Le résultat de l'expression de ces braves gens est une onde de choc sonore. Ne cherchez point de structures, vous n'en trouverez pas. Et si tout s’enchaîne parfaitement, Tone Of Things To Come n'en est pas moins une œuvre de chaos. Maîtrisé mais chaotique, c'est un peu le paradoxe de cet album. Une dose de tremolo black par ci (plus que ça en fait, cette technique étant la charpente de l’œuvre), un riff doom par là ("Weather The Storm"), une pincée de voix démoniaque ("Black Mantra", "The Innermost Depths of Knowlmedge") et le tour est joué. Tout est question d'alchimie. Une alchimie dérangeante qui évoque aussi bien Dragged Into Sunlight pour son coté sale qu'Esoteric pour son aspect imprévisible ou encore Krallice lorsqu'il s'agit de cette fameuse maîtrise du chaos et de ce sentiment de mysticisme exacerbé ressenti à l'issue de l'écoute. Que des joyeux lascars, donc.

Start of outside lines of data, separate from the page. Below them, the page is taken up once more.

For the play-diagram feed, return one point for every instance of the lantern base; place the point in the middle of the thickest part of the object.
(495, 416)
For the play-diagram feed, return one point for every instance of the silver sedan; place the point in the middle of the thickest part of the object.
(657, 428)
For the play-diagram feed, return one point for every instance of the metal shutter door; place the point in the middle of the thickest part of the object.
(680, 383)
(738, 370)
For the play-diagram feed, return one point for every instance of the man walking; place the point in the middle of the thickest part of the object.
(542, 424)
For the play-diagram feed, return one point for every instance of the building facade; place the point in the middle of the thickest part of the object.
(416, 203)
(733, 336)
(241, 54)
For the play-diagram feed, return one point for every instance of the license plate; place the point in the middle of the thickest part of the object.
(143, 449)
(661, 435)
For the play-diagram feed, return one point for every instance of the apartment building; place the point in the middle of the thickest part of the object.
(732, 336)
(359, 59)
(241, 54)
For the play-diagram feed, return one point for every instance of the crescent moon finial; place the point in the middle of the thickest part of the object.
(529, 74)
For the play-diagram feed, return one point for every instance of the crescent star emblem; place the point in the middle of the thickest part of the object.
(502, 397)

Dès le départ, "Rise" nous plonge dans sa noire sanie. Tout s’accélère, tout tourne. Les riffs sont obsédants. La batterie écrase l'esprit. La voix le déchire. Puis le calme "Interzone I" fait douter de cette expérience encore fraîche. Mais la rechute est brutale tant la troisième piste confirme l'impression qu'a l'auditeur de perdre pied. Les clochettes et autres bruissements aléatoires d'"Interzone II" lèvent définitivement le voile et nous ouvrent la voie vers la perdition totale. Cette perdition, c'est d'abord "Black Mantra", enfumée, bouillonnante, menée par les riffs circulaires et autres soli improbables des guitares. Enfin, le chaos persévère et s'achève avec la dernière et longue pièce de l'opus (12 minutes 42), "Weather The Storm" sur laquelle les fûts seront martelés d'une façon proprement inhumaine.
Tone of Things To Come, avec ses riffs tournoyants, son batteur fou exécutant sa tâche selon des rythmes connus de lui seul et ses effluves permanentes d'encens noir, parvient à vider l'auditeur de sa substance. Sûrement pour mieux ouvrir son troisième œil. Pour mieux l’entraîner dans une autre dimension. Chaos Echoes, au patronyme parfaitement opportun, signe donc ici une excellente réussite avec un premier album habité et intelligent. Largement influencé par le black, mais dépassant ce strict genre, il est évident que ce premier essai devrait savoir trouver son public. En tout cas, moi, j'adhère. D'ailleurs, si quelqu'un peut venir me sortir de là, ce serait gentil. C'était bien aussi, le monde normal.